Open-source evaluation toolkit of large multi-modality models (LMMs), support 220+ LMMs, 80+ benchmarks

VLMEvalKit is a unified evaluation harness for vision-language models — you point it at one of 220+ supported models and one of 80+ benchmarks and it handles everything: data download, inference, scoring. It's maintained by the OpenCompass team at Shanghai AI Lab and is the backend for the HuggingFace Open VLM Leaderboard, so the numbers it produces are the ones people actually cite in papers.
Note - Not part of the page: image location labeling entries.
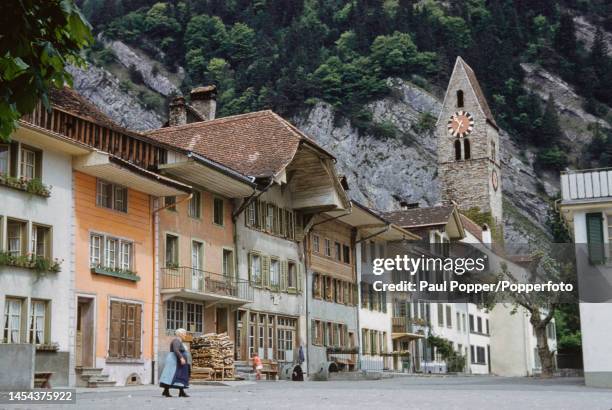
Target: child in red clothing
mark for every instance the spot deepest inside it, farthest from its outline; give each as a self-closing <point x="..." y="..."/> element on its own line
<point x="257" y="365"/>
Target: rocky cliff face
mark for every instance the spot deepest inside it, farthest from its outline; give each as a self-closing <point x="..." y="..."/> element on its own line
<point x="383" y="172"/>
<point x="102" y="88"/>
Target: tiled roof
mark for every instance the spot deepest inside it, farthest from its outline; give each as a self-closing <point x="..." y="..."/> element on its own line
<point x="478" y="91"/>
<point x="69" y="100"/>
<point x="412" y="218"/>
<point x="258" y="144"/>
<point x="472" y="227"/>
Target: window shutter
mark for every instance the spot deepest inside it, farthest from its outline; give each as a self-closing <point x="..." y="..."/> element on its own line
<point x="250" y="267"/>
<point x="38" y="165"/>
<point x="265" y="261"/>
<point x="300" y="278"/>
<point x="284" y="275"/>
<point x="595" y="241"/>
<point x="14" y="154"/>
<point x="115" y="330"/>
<point x="137" y="331"/>
<point x="299" y="228"/>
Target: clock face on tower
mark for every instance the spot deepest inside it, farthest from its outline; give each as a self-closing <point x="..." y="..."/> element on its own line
<point x="460" y="124"/>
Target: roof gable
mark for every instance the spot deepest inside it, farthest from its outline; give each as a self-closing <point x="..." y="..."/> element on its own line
<point x="480" y="97"/>
<point x="258" y="144"/>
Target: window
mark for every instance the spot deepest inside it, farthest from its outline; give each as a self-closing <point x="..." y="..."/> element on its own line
<point x="316" y="285"/>
<point x="346" y="254"/>
<point x="171" y="251"/>
<point x="111" y="196"/>
<point x="337" y="251"/>
<point x="197" y="255"/>
<point x="194" y="207"/>
<point x="480" y="355"/>
<point x="4" y="159"/>
<point x="194" y="317"/>
<point x="291" y="275"/>
<point x="111" y="247"/>
<point x="41" y="241"/>
<point x="125" y="330"/>
<point x="12" y="320"/>
<point x="327" y="244"/>
<point x="16" y="237"/>
<point x="270" y="217"/>
<point x="38" y="321"/>
<point x="170" y="203"/>
<point x="274" y="273"/>
<point x="228" y="263"/>
<point x="255" y="269"/>
<point x="218" y="205"/>
<point x="28" y="164"/>
<point x="457" y="150"/>
<point x="286" y="328"/>
<point x="174" y="314"/>
<point x="466" y="149"/>
<point x="251" y="214"/>
<point x="315" y="243"/>
<point x="126" y="255"/>
<point x="95" y="249"/>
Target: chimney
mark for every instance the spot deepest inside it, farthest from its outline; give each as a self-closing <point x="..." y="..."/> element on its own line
<point x="405" y="205"/>
<point x="486" y="235"/>
<point x="204" y="101"/>
<point x="177" y="114"/>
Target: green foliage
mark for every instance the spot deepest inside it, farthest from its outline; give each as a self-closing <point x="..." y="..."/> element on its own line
<point x="285" y="55"/>
<point x="39" y="38"/>
<point x="554" y="221"/>
<point x="567" y="323"/>
<point x="553" y="158"/>
<point x="39" y="264"/>
<point x="425" y="124"/>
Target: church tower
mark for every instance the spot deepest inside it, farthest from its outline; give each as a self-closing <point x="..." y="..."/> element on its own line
<point x="469" y="165"/>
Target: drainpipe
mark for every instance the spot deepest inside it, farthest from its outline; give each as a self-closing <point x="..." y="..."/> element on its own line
<point x="156" y="281"/>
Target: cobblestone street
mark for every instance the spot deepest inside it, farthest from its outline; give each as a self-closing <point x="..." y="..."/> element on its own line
<point x="396" y="393"/>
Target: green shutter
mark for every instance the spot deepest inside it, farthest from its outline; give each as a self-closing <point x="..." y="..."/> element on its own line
<point x="266" y="270"/>
<point x="595" y="240"/>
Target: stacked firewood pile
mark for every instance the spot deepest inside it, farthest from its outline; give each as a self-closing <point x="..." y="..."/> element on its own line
<point x="212" y="357"/>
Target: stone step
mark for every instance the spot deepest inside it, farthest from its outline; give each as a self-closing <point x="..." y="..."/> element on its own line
<point x="87" y="371"/>
<point x="101" y="383"/>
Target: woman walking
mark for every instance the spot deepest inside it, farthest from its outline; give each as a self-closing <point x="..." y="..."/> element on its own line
<point x="176" y="368"/>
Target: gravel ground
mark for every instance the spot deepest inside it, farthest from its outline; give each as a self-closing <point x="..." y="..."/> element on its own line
<point x="396" y="393"/>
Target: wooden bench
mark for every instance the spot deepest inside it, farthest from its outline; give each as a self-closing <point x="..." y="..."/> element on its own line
<point x="41" y="380"/>
<point x="270" y="368"/>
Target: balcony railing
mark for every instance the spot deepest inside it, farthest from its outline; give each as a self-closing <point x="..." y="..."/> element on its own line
<point x="407" y="325"/>
<point x="586" y="184"/>
<point x="205" y="283"/>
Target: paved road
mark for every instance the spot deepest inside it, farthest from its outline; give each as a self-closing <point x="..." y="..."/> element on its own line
<point x="396" y="393"/>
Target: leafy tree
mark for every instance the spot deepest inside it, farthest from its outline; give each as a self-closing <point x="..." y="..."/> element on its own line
<point x="556" y="266"/>
<point x="38" y="39"/>
<point x="550" y="130"/>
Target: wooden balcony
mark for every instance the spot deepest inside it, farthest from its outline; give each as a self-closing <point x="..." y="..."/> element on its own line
<point x="586" y="185"/>
<point x="191" y="283"/>
<point x="407" y="328"/>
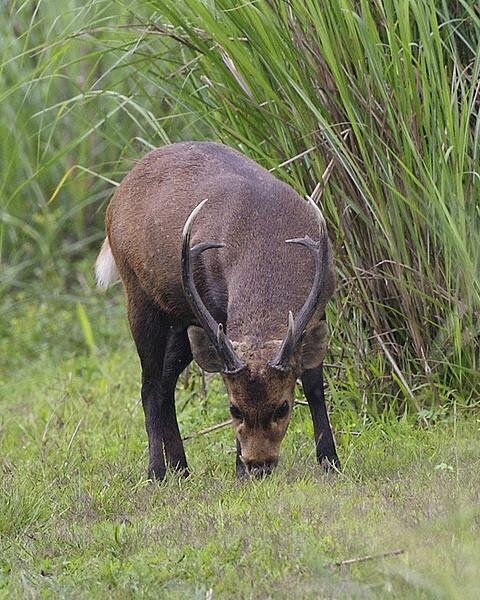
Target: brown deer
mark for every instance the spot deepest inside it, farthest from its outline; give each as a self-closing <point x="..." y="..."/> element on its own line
<point x="260" y="255"/>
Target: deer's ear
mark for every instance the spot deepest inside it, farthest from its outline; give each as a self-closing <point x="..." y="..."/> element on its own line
<point x="314" y="346"/>
<point x="203" y="350"/>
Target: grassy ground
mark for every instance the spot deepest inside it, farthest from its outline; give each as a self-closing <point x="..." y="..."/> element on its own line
<point x="79" y="520"/>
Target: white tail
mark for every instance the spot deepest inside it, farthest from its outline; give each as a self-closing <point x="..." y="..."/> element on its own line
<point x="105" y="268"/>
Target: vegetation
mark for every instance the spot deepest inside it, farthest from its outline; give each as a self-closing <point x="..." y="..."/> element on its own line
<point x="79" y="520"/>
<point x="388" y="90"/>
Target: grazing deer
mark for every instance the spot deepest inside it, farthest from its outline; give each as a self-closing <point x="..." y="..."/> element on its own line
<point x="260" y="255"/>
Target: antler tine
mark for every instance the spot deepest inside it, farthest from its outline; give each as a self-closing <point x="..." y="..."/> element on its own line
<point x="213" y="329"/>
<point x="320" y="251"/>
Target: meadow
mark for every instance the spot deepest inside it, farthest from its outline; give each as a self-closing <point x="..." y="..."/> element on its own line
<point x="79" y="519"/>
<point x="387" y="90"/>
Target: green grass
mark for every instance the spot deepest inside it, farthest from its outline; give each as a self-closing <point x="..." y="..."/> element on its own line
<point x="79" y="520"/>
<point x="89" y="89"/>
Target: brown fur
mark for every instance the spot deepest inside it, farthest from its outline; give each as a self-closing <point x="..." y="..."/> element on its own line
<point x="250" y="285"/>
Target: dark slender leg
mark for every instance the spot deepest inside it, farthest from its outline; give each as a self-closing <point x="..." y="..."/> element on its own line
<point x="312" y="381"/>
<point x="240" y="465"/>
<point x="177" y="357"/>
<point x="150" y="331"/>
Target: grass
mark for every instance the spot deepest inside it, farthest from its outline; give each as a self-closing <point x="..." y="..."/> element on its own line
<point x="78" y="518"/>
<point x="87" y="90"/>
<point x="90" y="89"/>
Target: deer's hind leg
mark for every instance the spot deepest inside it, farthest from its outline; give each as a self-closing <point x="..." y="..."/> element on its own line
<point x="150" y="331"/>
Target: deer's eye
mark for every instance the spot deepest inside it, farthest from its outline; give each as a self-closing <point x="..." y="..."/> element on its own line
<point x="236" y="412"/>
<point x="281" y="411"/>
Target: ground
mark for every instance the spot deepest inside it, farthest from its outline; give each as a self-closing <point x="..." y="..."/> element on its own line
<point x="79" y="519"/>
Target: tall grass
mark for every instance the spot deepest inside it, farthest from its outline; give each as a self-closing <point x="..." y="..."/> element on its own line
<point x="389" y="89"/>
<point x="402" y="77"/>
<point x="75" y="110"/>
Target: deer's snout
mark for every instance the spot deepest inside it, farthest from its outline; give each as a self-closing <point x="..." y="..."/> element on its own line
<point x="260" y="469"/>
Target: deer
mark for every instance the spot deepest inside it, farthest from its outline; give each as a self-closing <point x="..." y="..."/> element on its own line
<point x="223" y="263"/>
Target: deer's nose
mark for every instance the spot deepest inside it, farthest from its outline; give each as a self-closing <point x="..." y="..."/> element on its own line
<point x="259" y="469"/>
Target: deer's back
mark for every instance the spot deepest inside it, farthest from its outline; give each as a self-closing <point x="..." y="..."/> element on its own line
<point x="248" y="210"/>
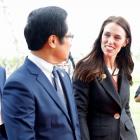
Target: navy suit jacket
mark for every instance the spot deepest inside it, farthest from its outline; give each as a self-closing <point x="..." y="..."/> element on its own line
<point x="32" y="109"/>
<point x="2" y="81"/>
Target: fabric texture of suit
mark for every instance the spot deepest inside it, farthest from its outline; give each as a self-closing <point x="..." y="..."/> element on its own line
<point x="33" y="110"/>
<point x="2" y="81"/>
<point x="98" y="104"/>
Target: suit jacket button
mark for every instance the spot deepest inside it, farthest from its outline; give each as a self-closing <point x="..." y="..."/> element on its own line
<point x="116" y="116"/>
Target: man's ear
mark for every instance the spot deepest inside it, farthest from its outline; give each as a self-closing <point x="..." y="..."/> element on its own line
<point x="52" y="41"/>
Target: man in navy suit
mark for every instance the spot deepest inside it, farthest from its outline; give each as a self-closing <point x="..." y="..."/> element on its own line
<point x="2" y="81"/>
<point x="33" y="109"/>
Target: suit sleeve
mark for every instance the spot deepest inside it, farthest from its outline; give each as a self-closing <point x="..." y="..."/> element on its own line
<point x="81" y="97"/>
<point x="137" y="92"/>
<point x="18" y="111"/>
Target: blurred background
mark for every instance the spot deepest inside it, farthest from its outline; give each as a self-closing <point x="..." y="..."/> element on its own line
<point x="85" y="19"/>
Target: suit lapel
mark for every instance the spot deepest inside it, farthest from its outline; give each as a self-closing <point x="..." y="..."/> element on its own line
<point x="69" y="95"/>
<point x="45" y="83"/>
<point x="109" y="87"/>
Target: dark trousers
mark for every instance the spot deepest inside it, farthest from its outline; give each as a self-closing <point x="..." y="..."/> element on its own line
<point x="2" y="133"/>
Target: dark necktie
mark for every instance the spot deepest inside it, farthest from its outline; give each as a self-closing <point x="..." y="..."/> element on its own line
<point x="57" y="84"/>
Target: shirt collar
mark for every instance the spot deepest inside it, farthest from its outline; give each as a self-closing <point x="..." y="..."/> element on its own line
<point x="42" y="64"/>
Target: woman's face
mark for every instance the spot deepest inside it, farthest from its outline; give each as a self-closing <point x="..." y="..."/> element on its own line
<point x="113" y="39"/>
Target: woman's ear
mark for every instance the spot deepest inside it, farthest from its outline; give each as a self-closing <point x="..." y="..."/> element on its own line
<point x="126" y="42"/>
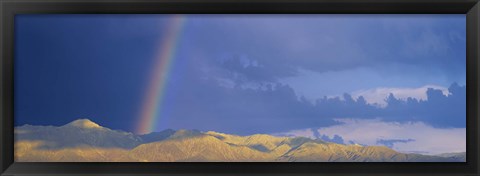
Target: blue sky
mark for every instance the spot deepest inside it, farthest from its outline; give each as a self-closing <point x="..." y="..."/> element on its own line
<point x="242" y="74"/>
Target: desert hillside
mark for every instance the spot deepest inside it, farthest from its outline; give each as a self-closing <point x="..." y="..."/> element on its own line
<point x="85" y="141"/>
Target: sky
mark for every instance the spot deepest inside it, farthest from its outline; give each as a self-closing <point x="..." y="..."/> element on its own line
<point x="319" y="76"/>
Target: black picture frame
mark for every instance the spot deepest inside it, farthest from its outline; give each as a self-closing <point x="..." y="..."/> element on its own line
<point x="9" y="8"/>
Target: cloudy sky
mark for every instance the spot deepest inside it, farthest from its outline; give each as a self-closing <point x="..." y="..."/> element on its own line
<point x="393" y="80"/>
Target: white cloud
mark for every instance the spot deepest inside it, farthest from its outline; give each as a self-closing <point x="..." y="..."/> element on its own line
<point x="378" y="95"/>
<point x="424" y="138"/>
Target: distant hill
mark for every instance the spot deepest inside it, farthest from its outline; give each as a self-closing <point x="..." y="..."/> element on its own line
<point x="85" y="141"/>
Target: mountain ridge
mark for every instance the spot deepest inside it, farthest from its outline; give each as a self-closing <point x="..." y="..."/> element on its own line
<point x="85" y="141"/>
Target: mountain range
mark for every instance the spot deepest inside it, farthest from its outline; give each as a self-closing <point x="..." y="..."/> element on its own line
<point x="85" y="141"/>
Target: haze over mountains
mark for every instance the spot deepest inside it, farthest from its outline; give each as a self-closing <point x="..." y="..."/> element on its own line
<point x="85" y="141"/>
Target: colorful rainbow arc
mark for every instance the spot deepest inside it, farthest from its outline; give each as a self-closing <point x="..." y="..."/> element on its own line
<point x="157" y="85"/>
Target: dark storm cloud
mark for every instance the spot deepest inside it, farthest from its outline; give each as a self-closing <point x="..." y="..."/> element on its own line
<point x="205" y="105"/>
<point x="331" y="43"/>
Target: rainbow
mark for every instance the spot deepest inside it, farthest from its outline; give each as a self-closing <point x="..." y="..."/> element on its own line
<point x="154" y="95"/>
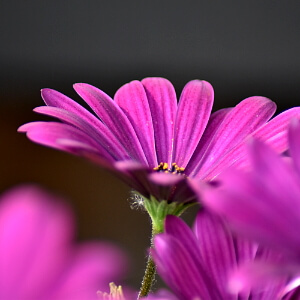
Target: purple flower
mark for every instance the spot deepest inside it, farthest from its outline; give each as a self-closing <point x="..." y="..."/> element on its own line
<point x="38" y="259"/>
<point x="145" y="137"/>
<point x="264" y="205"/>
<point x="196" y="264"/>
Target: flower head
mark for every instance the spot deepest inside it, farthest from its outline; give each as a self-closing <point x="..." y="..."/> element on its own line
<point x="263" y="204"/>
<point x="38" y="259"/>
<point x="150" y="141"/>
<point x="197" y="264"/>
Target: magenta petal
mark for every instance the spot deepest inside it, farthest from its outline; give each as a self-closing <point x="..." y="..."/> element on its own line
<point x="275" y="131"/>
<point x="133" y="100"/>
<point x="192" y="116"/>
<point x="216" y="246"/>
<point x="178" y="229"/>
<point x="241" y="202"/>
<point x="34" y="237"/>
<point x="173" y="260"/>
<point x="104" y="137"/>
<point x="163" y="104"/>
<point x="214" y="123"/>
<point x="56" y="99"/>
<point x="241" y="121"/>
<point x="90" y="262"/>
<point x="294" y="143"/>
<point x="49" y="134"/>
<point x="114" y="118"/>
<point x="165" y="179"/>
<point x="260" y="276"/>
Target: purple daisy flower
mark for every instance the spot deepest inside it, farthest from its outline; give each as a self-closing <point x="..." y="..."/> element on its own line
<point x="196" y="264"/>
<point x="145" y="137"/>
<point x="263" y="204"/>
<point x="38" y="259"/>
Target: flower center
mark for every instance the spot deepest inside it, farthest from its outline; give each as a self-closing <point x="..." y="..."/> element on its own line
<point x="164" y="167"/>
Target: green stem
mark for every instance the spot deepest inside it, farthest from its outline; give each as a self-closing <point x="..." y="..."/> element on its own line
<point x="157" y="210"/>
<point x="150" y="271"/>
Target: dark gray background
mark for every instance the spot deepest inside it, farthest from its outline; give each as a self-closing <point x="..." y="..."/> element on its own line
<point x="243" y="48"/>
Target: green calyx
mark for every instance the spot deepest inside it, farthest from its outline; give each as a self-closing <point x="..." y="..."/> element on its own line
<point x="158" y="210"/>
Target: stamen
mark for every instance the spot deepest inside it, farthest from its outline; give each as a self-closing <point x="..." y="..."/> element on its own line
<point x="116" y="293"/>
<point x="164" y="167"/>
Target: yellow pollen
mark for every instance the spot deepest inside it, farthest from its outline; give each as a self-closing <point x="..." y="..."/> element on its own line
<point x="173" y="169"/>
<point x="116" y="293"/>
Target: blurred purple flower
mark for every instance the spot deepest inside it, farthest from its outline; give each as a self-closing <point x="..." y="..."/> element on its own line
<point x="196" y="264"/>
<point x="144" y="136"/>
<point x="264" y="205"/>
<point x="38" y="260"/>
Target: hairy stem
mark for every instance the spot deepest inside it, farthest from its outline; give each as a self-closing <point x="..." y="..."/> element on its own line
<point x="150" y="271"/>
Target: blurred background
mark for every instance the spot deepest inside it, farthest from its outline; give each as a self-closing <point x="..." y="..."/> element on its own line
<point x="243" y="48"/>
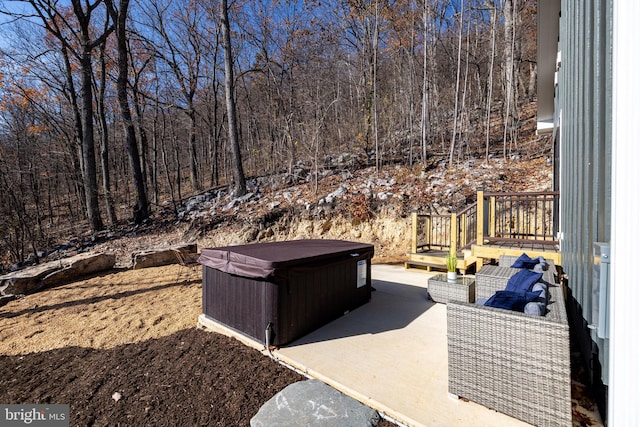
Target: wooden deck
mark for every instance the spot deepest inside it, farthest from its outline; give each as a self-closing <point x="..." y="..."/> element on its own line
<point x="497" y="224"/>
<point x="435" y="260"/>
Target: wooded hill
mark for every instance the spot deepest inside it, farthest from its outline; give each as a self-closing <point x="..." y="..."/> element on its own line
<point x="109" y="110"/>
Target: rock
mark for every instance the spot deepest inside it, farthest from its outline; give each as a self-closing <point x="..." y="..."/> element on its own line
<point x="4" y="299"/>
<point x="161" y="256"/>
<point x="54" y="273"/>
<point x="313" y="403"/>
<point x="78" y="266"/>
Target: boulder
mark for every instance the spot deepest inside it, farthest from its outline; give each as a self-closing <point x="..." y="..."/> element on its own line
<point x="163" y="256"/>
<point x="78" y="266"/>
<point x="54" y="273"/>
<point x="313" y="403"/>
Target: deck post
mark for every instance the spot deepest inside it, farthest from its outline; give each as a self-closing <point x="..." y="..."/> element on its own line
<point x="414" y="232"/>
<point x="453" y="240"/>
<point x="480" y="222"/>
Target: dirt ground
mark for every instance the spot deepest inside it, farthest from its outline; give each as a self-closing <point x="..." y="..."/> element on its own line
<point x="132" y="332"/>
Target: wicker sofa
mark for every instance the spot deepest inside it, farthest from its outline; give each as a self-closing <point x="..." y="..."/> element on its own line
<point x="514" y="363"/>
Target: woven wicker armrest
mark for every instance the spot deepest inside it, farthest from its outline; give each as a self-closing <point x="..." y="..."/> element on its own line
<point x="511" y="362"/>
The abstraction is well-designed: adding a new model requires implementing only `generate_inner()`, and the framework handles batching, retries, data prep, and metric calculation. LLM-based answer extraction as a fallback over exact matching is a genuinely useful design choice that catches valid answers that don't match the expected string exactly. Multi-node distributed inference via LMDeploy and vLLM was added for thinking models, which matters when you're running 72B+ parameter models. The leaderboard integration means evaluation results here are directly comparable to published state-of-the-art numbers.

The transformers version matrix is a maintenance nightmare — different models require specific versions ranging from 4.33.0 to 5.2.0+, which means you essentially can't evaluate multiple model families in the same environment without container isolation. Results may not reproduce exact paper numbers because the toolkit uses generation-based evaluation where some benchmarks use PPL-based evaluation, so you can't use this to directly validate a paper's claimed score. The project structure sprawls considerably — 100+ dataset files in a flat directory with inconsistent naming conventions — and there's no evidence of a clean plugin system despite the stated goal of easy extensibility. Checkpointing/resumability for long evaluation runs across hundreds of questions is handled through TSV/xlsx output files rather than a proper job system, which is fragile on preemptible compute.